Cookie was a muse to many. She had several books under her belt, one of which inspired Chloé to write “Edgewise;” the revered collection of short stories “Walking Through Clear Water in a Pool Painted Black” published posthumously by Semiotext(e). Cookie also wrote prolifically for various magazines like Saturday Review of Literature, High Times, and even had a regular art column in Details. But like Richard Meltzer handing in fake record reviews about music he couldn’t be bothered to listen to, you had to keep an eagle eye on Cookie as she’d occasionally write about arts events she never even showed up for. She also had a “health column” in The East Village Eye called “Ask Dr. Mueller,” offering dubious advice, recommending, for example, that people with AIDS find a good chiropractor/nutritionist before any medication or therapy because friends of hers that did just that were “virtually cured.” Granted, AIDS in 1983 was still a mystery and she was “tired of going to wakes.” She succumbed herself in 1989, providing “Edgewise” with its most heartbreaking chapter.

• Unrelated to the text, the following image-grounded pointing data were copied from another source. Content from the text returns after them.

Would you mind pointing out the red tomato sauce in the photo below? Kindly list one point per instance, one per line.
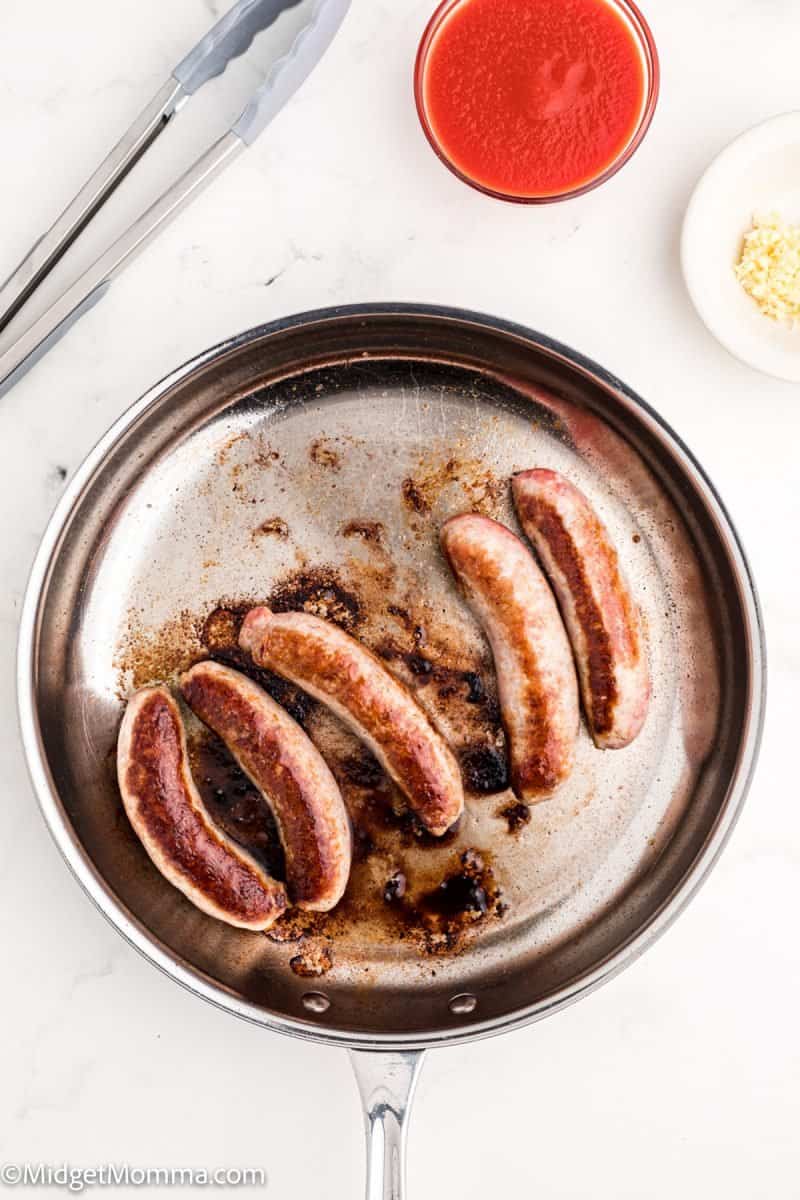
(533, 97)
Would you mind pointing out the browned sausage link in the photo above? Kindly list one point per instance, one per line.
(290, 773)
(349, 679)
(536, 683)
(599, 610)
(168, 816)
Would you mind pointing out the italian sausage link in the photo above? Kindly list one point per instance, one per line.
(350, 681)
(601, 616)
(169, 819)
(536, 682)
(290, 773)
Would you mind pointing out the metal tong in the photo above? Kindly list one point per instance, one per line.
(230, 37)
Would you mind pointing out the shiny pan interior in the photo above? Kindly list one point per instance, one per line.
(330, 447)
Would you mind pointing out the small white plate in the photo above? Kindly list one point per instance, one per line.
(757, 173)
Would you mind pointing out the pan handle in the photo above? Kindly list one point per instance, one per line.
(386, 1081)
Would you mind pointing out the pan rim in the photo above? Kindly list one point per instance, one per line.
(202, 984)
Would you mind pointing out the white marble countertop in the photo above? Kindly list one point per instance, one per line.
(680, 1078)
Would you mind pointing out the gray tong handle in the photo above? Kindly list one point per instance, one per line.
(283, 81)
(233, 35)
(288, 75)
(230, 37)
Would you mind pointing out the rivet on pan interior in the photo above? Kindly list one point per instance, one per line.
(316, 1002)
(459, 1006)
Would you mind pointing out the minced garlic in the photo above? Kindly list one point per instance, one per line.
(769, 268)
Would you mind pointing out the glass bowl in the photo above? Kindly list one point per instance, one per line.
(647, 47)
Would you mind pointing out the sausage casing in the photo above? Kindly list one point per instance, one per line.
(600, 613)
(290, 773)
(536, 681)
(349, 679)
(169, 819)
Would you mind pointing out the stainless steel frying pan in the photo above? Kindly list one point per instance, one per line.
(312, 461)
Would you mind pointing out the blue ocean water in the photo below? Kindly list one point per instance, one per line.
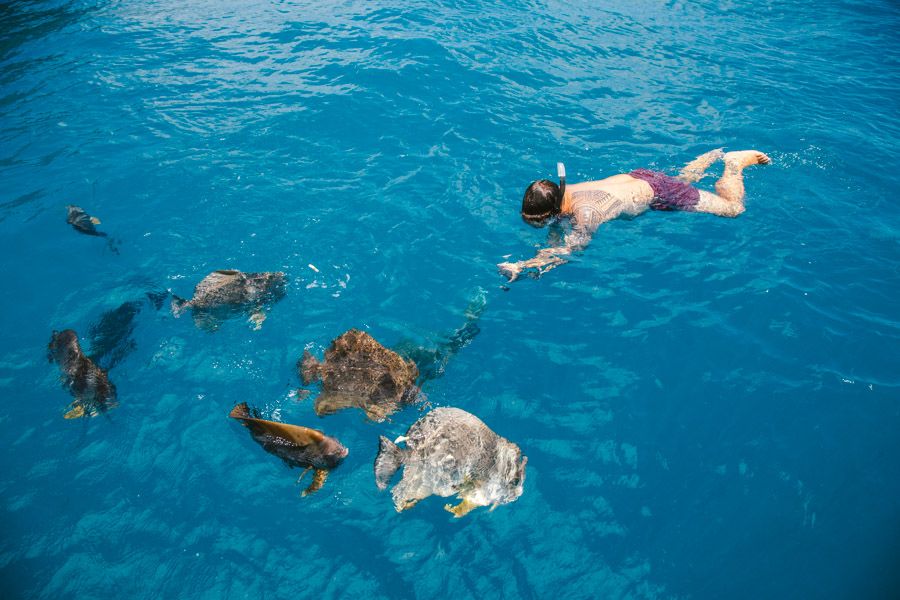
(709, 406)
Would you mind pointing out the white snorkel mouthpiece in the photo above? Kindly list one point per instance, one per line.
(561, 173)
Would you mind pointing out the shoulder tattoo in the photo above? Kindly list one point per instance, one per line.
(593, 207)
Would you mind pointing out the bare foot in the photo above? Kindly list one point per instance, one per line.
(745, 158)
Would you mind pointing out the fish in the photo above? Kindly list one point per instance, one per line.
(227, 292)
(111, 338)
(451, 452)
(89, 384)
(297, 446)
(358, 372)
(82, 222)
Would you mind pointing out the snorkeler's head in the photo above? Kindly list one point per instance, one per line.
(541, 202)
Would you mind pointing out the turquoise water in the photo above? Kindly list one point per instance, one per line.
(709, 406)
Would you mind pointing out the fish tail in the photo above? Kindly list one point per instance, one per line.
(389, 459)
(240, 411)
(309, 368)
(178, 305)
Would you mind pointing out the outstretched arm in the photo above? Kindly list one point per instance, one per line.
(549, 258)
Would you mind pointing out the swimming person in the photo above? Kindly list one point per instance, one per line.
(591, 203)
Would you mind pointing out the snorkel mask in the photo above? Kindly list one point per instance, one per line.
(539, 220)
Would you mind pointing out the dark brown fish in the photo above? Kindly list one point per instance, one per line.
(82, 222)
(358, 372)
(87, 382)
(297, 446)
(224, 293)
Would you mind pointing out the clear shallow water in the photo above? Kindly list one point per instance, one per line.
(709, 406)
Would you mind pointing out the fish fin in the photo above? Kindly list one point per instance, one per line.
(309, 368)
(257, 319)
(389, 459)
(318, 481)
(76, 413)
(240, 411)
(461, 509)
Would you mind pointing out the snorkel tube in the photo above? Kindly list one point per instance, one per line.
(561, 173)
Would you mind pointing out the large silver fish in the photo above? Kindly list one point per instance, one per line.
(221, 294)
(450, 451)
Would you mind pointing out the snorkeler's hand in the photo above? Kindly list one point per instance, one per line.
(510, 270)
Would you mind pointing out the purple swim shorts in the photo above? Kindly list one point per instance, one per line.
(668, 193)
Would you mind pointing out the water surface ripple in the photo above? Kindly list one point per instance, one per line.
(709, 406)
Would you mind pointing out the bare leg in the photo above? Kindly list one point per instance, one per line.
(731, 185)
(729, 202)
(696, 169)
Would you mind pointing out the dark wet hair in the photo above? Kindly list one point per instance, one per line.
(542, 201)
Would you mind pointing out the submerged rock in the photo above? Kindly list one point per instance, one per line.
(223, 294)
(450, 451)
(358, 372)
(88, 383)
(297, 446)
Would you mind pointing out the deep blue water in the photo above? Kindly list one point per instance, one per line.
(710, 407)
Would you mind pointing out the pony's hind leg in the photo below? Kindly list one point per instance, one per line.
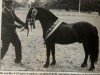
(86, 49)
(53, 55)
(48, 48)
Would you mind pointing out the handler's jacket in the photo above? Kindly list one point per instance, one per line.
(8, 23)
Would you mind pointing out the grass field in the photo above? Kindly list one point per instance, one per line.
(69, 57)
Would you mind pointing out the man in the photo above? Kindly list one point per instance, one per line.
(8, 30)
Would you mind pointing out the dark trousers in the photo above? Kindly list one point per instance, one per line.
(16, 43)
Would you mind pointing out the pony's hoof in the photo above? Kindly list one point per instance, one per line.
(84, 65)
(46, 65)
(53, 63)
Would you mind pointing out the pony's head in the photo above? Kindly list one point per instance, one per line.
(30, 19)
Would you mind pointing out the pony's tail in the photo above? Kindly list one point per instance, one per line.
(95, 45)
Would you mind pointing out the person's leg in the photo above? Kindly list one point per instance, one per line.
(4, 48)
(17, 44)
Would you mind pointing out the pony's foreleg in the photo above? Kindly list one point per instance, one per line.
(92, 67)
(53, 55)
(48, 57)
(86, 49)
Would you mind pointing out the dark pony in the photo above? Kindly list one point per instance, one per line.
(82, 32)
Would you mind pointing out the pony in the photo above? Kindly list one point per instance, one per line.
(82, 32)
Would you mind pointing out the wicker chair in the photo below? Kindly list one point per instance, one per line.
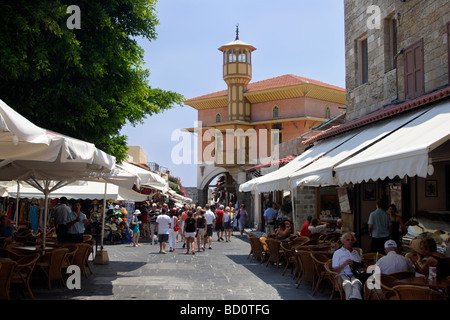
(371, 258)
(387, 283)
(6, 274)
(336, 280)
(307, 265)
(24, 271)
(249, 235)
(407, 292)
(275, 252)
(52, 263)
(402, 274)
(81, 256)
(319, 260)
(73, 248)
(288, 253)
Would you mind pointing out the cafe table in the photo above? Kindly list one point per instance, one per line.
(442, 284)
(32, 249)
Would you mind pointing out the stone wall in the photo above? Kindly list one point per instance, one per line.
(416, 20)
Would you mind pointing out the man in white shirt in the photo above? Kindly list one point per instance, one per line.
(342, 260)
(392, 261)
(163, 224)
(210, 221)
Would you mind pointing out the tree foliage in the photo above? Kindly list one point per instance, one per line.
(85, 83)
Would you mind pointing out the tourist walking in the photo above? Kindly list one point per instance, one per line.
(241, 216)
(379, 228)
(219, 222)
(227, 224)
(163, 224)
(152, 215)
(135, 228)
(201, 225)
(210, 222)
(190, 228)
(173, 229)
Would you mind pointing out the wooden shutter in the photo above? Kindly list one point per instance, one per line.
(414, 70)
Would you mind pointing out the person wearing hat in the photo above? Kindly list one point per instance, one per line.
(135, 227)
(392, 261)
(428, 248)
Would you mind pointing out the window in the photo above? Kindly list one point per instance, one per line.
(414, 70)
(448, 50)
(362, 69)
(390, 43)
(275, 112)
(276, 138)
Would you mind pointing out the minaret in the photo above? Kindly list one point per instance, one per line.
(237, 73)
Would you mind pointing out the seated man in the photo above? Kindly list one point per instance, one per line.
(393, 262)
(342, 260)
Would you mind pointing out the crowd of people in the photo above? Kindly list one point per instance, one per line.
(194, 226)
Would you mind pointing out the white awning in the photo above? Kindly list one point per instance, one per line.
(404, 152)
(321, 172)
(278, 180)
(88, 190)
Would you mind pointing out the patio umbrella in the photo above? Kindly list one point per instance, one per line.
(48, 160)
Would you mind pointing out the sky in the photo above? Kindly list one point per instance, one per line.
(300, 37)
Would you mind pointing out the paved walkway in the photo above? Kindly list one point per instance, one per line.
(142, 273)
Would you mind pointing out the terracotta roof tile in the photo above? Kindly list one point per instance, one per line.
(280, 162)
(272, 83)
(385, 112)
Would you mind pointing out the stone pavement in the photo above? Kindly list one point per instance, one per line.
(142, 273)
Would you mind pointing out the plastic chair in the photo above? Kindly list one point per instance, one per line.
(24, 271)
(407, 292)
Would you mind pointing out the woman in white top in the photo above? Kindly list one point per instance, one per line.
(342, 260)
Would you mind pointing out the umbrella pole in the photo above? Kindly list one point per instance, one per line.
(44, 234)
(101, 257)
(16, 218)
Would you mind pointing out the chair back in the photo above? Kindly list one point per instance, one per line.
(407, 292)
(402, 274)
(81, 255)
(257, 247)
(273, 247)
(371, 257)
(386, 284)
(56, 261)
(307, 265)
(6, 273)
(335, 277)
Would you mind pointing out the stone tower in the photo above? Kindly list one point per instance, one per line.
(237, 73)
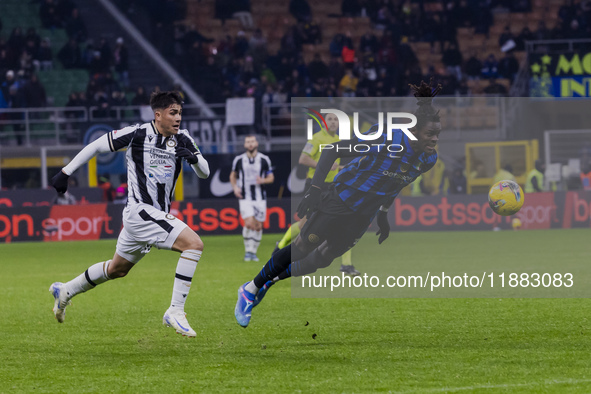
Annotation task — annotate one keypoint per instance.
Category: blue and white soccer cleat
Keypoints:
(177, 319)
(60, 295)
(244, 306)
(262, 291)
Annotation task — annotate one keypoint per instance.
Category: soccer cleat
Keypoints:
(262, 291)
(243, 306)
(62, 300)
(349, 270)
(276, 248)
(177, 319)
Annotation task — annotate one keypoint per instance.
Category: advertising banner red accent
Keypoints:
(210, 217)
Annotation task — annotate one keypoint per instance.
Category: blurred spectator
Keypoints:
(311, 33)
(368, 43)
(45, 56)
(16, 99)
(452, 60)
(106, 54)
(473, 67)
(317, 69)
(300, 9)
(351, 8)
(240, 44)
(348, 84)
(121, 63)
(482, 17)
(32, 41)
(97, 65)
(70, 55)
(75, 27)
(490, 67)
(348, 53)
(535, 178)
(49, 15)
(508, 66)
(542, 33)
(16, 41)
(495, 88)
(34, 93)
(140, 98)
(8, 82)
(72, 102)
(586, 175)
(101, 100)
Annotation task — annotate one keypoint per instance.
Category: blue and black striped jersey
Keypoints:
(378, 176)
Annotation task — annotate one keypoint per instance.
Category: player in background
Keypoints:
(309, 158)
(251, 171)
(364, 189)
(155, 154)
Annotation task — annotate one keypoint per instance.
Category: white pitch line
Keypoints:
(498, 386)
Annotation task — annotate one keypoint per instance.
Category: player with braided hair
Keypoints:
(363, 189)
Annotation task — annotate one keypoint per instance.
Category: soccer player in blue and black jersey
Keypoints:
(363, 189)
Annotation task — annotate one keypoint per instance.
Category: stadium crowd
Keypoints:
(381, 63)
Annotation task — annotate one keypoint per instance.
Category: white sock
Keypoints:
(185, 270)
(92, 277)
(251, 288)
(256, 240)
(246, 237)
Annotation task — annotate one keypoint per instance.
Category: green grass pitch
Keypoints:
(113, 339)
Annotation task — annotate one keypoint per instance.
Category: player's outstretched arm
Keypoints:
(201, 168)
(60, 180)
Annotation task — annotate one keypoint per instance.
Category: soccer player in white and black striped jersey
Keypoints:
(155, 154)
(251, 171)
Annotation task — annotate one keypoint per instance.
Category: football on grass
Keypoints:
(505, 198)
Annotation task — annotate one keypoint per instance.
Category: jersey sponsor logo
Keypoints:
(160, 178)
(158, 156)
(313, 238)
(219, 188)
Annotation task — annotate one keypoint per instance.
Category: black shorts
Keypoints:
(325, 186)
(335, 223)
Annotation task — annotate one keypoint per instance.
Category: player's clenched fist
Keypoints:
(186, 154)
(310, 201)
(60, 182)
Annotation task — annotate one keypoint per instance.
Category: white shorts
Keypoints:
(258, 209)
(144, 226)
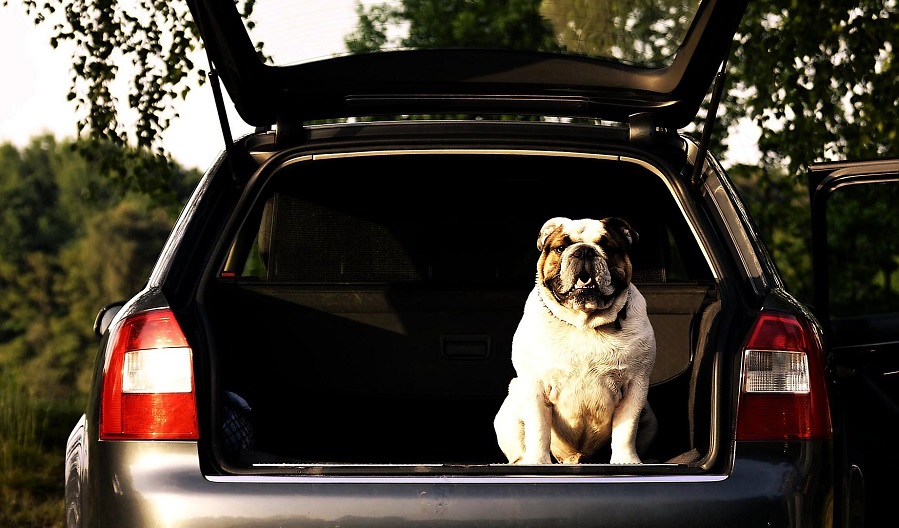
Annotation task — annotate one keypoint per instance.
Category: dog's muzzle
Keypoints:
(584, 278)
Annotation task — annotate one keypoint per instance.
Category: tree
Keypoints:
(152, 44)
(69, 243)
(819, 79)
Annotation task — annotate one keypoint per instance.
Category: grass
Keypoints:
(33, 435)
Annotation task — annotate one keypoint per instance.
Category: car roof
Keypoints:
(662, 77)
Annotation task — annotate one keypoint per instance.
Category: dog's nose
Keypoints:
(583, 252)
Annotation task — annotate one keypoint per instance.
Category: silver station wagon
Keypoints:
(326, 337)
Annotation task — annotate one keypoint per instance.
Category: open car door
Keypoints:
(855, 245)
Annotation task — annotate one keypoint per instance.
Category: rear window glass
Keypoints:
(390, 220)
(642, 32)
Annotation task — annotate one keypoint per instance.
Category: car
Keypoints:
(326, 336)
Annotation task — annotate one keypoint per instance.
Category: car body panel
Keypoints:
(161, 484)
(466, 81)
(854, 206)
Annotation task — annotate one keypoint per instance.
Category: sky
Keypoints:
(37, 79)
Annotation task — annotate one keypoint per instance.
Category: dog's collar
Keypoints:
(622, 313)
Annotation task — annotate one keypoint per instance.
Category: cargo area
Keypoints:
(363, 325)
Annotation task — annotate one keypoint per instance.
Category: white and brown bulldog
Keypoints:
(582, 353)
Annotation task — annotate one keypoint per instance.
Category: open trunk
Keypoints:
(366, 309)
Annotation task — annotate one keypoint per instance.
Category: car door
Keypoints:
(855, 247)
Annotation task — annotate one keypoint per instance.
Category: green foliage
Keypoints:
(780, 207)
(31, 458)
(454, 23)
(861, 225)
(819, 78)
(70, 242)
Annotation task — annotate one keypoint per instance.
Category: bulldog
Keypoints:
(583, 352)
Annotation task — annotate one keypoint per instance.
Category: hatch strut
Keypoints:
(709, 124)
(223, 116)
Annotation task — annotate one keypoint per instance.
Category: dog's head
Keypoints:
(584, 270)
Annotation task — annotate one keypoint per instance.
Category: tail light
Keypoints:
(783, 395)
(148, 384)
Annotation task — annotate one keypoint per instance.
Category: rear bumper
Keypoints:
(161, 484)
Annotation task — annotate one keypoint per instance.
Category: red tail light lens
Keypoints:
(783, 394)
(148, 384)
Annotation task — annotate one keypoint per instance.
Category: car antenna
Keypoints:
(709, 124)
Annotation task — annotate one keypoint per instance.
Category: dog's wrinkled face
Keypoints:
(585, 268)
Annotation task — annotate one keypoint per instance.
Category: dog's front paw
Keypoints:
(625, 458)
(541, 459)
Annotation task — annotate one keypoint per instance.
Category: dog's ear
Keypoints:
(620, 226)
(549, 228)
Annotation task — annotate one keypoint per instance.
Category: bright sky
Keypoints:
(37, 78)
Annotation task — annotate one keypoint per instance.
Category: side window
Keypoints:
(863, 259)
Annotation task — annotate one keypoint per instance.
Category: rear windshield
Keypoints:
(393, 220)
(641, 32)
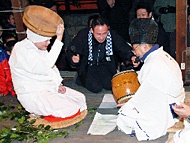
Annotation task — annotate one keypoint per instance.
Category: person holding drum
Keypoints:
(95, 52)
(148, 113)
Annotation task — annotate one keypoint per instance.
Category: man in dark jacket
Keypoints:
(94, 51)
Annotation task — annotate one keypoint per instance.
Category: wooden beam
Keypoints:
(181, 30)
(18, 8)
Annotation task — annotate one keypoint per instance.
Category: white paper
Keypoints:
(108, 101)
(102, 124)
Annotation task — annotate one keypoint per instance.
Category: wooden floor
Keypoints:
(80, 136)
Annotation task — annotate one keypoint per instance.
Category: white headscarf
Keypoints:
(35, 37)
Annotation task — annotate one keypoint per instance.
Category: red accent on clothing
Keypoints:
(51, 118)
(6, 84)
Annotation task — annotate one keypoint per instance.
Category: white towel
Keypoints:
(108, 101)
(102, 124)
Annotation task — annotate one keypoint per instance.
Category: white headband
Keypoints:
(35, 38)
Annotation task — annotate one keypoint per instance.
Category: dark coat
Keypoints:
(121, 51)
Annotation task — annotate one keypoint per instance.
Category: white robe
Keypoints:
(148, 112)
(36, 80)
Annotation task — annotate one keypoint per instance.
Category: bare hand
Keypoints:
(60, 31)
(182, 110)
(133, 58)
(120, 105)
(61, 89)
(76, 58)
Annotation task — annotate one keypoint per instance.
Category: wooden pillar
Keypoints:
(18, 6)
(181, 30)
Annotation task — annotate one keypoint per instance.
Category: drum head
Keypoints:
(124, 85)
(41, 20)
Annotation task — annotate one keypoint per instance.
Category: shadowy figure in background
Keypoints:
(93, 52)
(165, 13)
(144, 10)
(9, 25)
(182, 136)
(117, 13)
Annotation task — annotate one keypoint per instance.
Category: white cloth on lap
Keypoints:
(102, 124)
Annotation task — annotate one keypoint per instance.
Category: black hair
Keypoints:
(144, 5)
(8, 36)
(99, 21)
(92, 17)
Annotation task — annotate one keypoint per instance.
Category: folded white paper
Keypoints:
(102, 124)
(108, 101)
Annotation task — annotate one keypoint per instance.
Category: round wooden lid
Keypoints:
(41, 20)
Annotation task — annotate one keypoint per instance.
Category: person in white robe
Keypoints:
(37, 81)
(148, 113)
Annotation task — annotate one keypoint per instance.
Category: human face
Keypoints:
(54, 8)
(100, 32)
(142, 13)
(42, 45)
(139, 49)
(11, 20)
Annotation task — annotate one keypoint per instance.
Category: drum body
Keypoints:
(124, 85)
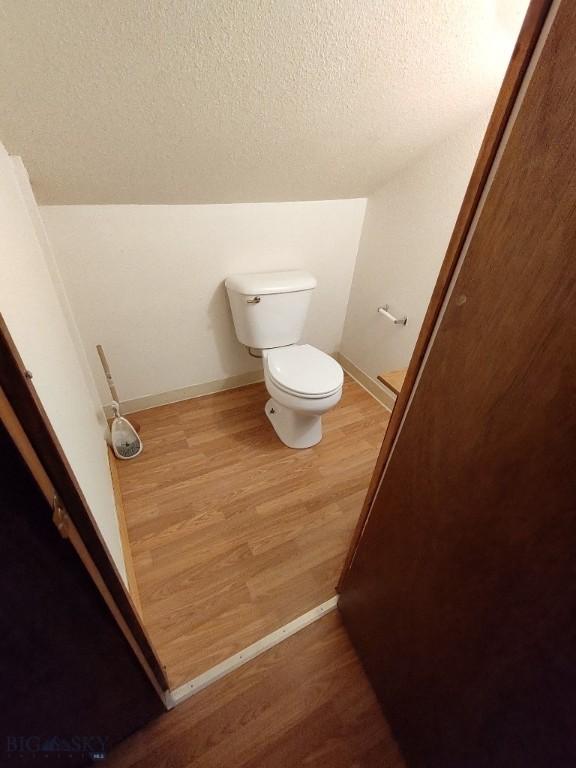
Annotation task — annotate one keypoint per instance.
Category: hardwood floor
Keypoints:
(305, 702)
(232, 533)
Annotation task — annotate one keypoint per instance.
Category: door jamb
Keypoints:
(527, 39)
(27, 422)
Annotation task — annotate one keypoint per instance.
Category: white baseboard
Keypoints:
(378, 391)
(185, 691)
(187, 393)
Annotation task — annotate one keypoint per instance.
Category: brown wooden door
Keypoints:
(461, 598)
(71, 685)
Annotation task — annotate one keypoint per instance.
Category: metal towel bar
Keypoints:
(396, 320)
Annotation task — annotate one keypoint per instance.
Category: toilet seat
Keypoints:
(304, 371)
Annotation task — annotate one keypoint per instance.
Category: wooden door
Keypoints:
(461, 597)
(71, 685)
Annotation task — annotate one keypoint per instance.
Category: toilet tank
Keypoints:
(269, 308)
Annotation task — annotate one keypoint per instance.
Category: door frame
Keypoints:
(26, 421)
(521, 56)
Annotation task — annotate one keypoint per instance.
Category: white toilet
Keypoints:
(269, 310)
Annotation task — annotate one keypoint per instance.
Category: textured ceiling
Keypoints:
(186, 101)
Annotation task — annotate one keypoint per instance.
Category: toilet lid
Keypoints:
(304, 370)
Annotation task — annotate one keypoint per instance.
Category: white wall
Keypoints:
(147, 281)
(406, 231)
(43, 332)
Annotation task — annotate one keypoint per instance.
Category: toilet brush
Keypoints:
(124, 435)
(126, 443)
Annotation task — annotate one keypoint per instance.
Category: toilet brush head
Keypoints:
(126, 443)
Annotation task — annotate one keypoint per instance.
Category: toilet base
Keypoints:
(295, 428)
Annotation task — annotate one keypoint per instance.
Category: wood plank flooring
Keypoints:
(232, 533)
(305, 702)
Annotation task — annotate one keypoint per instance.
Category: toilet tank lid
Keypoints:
(271, 282)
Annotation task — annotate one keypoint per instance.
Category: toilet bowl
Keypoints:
(269, 311)
(303, 383)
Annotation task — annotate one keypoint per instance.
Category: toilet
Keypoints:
(269, 311)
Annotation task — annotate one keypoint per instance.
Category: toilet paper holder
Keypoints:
(396, 320)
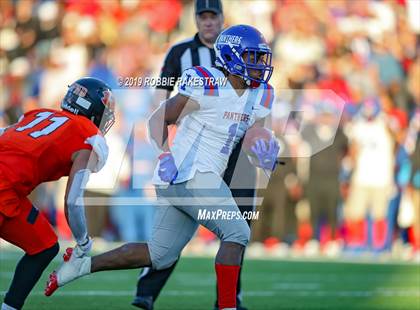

Chronicled through Cookie’s humorous hobnobbing we witness the 80’s Downtown art and nightclub scene transform from DIY underground to sudden skyrocketing wealth and fame with the likes of Jean-Michel Basquiat and Keith Haring, making the final lonely images of Cookie coping with illness in her tiny Bleeker Street apartment despite her immeasurable influence that much more poignant. “When you don’t have any money and you’re struggling, of course a part of you wants to make money,” Cookie’s son Max says, “but you’re still trying to be more of an artist as opposed to just a greedy businessman. But I figure at some point what happens to people when they’re so famous and they’re making so much money is that your choice about whether the art is as important as the money becomes a moot point. Whatever you do, you just go with the flow.” At Cookie’s eulogy, John Waters lectured the large crowd: “Half of you in the audience copy her.”